<January 2, 2007>
Now that all the fuselage parts have a home, I got back to the ailerons. Pretty much the entire session was devoted to dimpling the leading edges of the ailerons. I had to improvise a little, but I think it came out OK.
First thing I did today was to countersink the two aileron counterweights. I clamped it to the table, and used my countersinking cutter. This went pretty easy, but I wonder how sharp (or dull) the cutter now is.
I scratched my head for a few moments trying to think of a way to hold everything in place while dimpling. Using a similar method used by other builders, I built myself a little jig from some scrap 2x4. I then taped some scrap dowels to the top of it to keep the pipe from moving.
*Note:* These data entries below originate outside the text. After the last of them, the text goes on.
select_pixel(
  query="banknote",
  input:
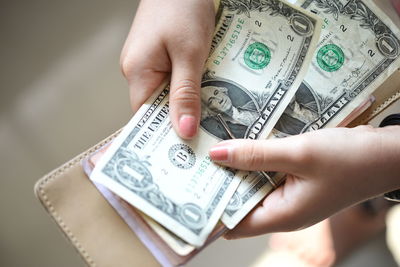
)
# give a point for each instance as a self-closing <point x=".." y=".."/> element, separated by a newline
<point x="357" y="51"/>
<point x="259" y="55"/>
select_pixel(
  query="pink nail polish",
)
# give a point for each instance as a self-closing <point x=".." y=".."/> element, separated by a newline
<point x="187" y="126"/>
<point x="220" y="154"/>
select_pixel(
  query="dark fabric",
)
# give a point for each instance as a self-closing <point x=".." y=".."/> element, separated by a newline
<point x="393" y="119"/>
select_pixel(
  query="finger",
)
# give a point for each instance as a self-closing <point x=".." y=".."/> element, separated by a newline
<point x="185" y="95"/>
<point x="284" y="155"/>
<point x="144" y="69"/>
<point x="144" y="62"/>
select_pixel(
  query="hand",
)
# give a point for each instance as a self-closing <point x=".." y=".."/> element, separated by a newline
<point x="170" y="36"/>
<point x="328" y="170"/>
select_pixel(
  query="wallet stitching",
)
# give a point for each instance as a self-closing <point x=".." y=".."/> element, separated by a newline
<point x="57" y="173"/>
<point x="46" y="201"/>
<point x="381" y="107"/>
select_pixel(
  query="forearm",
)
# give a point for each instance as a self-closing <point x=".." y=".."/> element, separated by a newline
<point x="390" y="157"/>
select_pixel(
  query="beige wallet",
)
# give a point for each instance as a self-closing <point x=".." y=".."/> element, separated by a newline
<point x="95" y="229"/>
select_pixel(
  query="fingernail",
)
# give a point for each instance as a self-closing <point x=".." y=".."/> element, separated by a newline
<point x="187" y="126"/>
<point x="219" y="153"/>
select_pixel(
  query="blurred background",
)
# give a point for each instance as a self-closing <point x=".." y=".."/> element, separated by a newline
<point x="61" y="92"/>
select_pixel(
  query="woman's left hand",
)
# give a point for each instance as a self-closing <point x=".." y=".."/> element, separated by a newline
<point x="328" y="170"/>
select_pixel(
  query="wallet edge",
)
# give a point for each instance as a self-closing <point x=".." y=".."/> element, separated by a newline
<point x="40" y="193"/>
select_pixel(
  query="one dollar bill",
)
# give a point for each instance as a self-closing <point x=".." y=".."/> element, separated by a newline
<point x="358" y="49"/>
<point x="259" y="56"/>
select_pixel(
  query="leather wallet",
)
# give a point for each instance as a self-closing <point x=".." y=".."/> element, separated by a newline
<point x="97" y="231"/>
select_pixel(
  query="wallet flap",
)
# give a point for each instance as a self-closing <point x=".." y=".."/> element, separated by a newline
<point x="87" y="219"/>
<point x="387" y="94"/>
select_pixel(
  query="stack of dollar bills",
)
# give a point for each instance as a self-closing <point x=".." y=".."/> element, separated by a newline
<point x="274" y="70"/>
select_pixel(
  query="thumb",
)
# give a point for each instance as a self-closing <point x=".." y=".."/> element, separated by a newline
<point x="185" y="95"/>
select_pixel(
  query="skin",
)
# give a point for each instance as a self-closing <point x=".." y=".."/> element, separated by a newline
<point x="217" y="99"/>
<point x="328" y="170"/>
<point x="169" y="38"/>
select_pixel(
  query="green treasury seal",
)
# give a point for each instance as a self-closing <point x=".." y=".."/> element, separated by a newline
<point x="257" y="56"/>
<point x="330" y="57"/>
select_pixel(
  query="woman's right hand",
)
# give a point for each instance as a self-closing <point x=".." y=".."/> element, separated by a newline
<point x="170" y="37"/>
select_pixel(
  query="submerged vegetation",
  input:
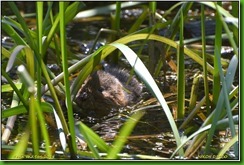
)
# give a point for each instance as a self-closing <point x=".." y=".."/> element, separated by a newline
<point x="153" y="45"/>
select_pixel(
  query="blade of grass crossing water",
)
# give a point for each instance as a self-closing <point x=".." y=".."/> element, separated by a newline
<point x="146" y="77"/>
<point x="72" y="147"/>
<point x="205" y="72"/>
<point x="217" y="47"/>
<point x="181" y="73"/>
<point x="123" y="134"/>
<point x="39" y="6"/>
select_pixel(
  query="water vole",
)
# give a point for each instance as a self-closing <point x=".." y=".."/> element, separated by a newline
<point x="106" y="89"/>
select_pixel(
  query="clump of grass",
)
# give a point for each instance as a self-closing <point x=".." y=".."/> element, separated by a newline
<point x="30" y="49"/>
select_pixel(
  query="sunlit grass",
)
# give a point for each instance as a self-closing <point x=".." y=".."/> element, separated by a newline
<point x="35" y="79"/>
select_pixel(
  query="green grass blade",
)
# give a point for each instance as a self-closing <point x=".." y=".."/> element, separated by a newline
<point x="66" y="78"/>
<point x="20" y="148"/>
<point x="227" y="147"/>
<point x="205" y="72"/>
<point x="181" y="73"/>
<point x="217" y="47"/>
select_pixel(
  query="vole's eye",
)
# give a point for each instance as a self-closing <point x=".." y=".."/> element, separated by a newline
<point x="83" y="96"/>
<point x="100" y="89"/>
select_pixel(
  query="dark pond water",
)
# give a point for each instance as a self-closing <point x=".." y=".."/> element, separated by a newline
<point x="152" y="135"/>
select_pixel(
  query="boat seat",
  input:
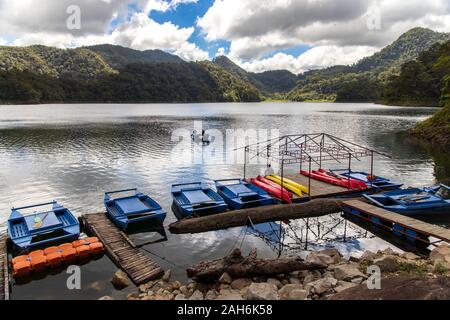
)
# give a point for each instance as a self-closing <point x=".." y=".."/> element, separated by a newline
<point x="54" y="259"/>
<point x="83" y="251"/>
<point x="22" y="269"/>
<point x="96" y="247"/>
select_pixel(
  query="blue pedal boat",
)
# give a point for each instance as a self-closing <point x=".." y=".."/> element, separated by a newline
<point x="379" y="183"/>
<point x="196" y="199"/>
<point x="42" y="228"/>
<point x="132" y="211"/>
<point x="239" y="194"/>
<point x="414" y="201"/>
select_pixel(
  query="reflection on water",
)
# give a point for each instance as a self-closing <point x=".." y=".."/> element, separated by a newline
<point x="73" y="153"/>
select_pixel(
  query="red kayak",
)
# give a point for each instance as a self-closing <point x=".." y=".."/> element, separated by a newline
<point x="355" y="184"/>
<point x="316" y="175"/>
<point x="274" y="190"/>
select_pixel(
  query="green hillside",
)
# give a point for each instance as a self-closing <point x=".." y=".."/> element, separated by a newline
<point x="345" y="83"/>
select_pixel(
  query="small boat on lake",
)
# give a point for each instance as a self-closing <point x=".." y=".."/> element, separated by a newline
<point x="272" y="188"/>
<point x="414" y="201"/>
<point x="239" y="194"/>
<point x="132" y="210"/>
<point x="196" y="199"/>
<point x="292" y="186"/>
<point x="334" y="179"/>
<point x="379" y="183"/>
<point x="42" y="228"/>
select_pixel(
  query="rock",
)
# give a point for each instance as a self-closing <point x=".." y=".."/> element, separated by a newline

I ran into trouble here. I have seen where people use the set holder from their c-frame here, but since I don't have a c-frame (I have a DRDT-2) I was out of luck. After a short search in the shop I came up with the idea of using some threaded rod and a coupling. I then fabricated a small busing to hold the dimple die and pressed that into the end of the threaded coupling. Then I inserted the threaded rod into the other end and there you have it, a homemade die/set holder of sorts.
This shot shows how my wooden jig functioned. The dowels made it so that the pipe didn't move at all. I do have good ideas once in a while. While the aileron skin and pipe were in the jig, I gave my homemade set holder a whack with the hammer, with the pipe acting as the female die.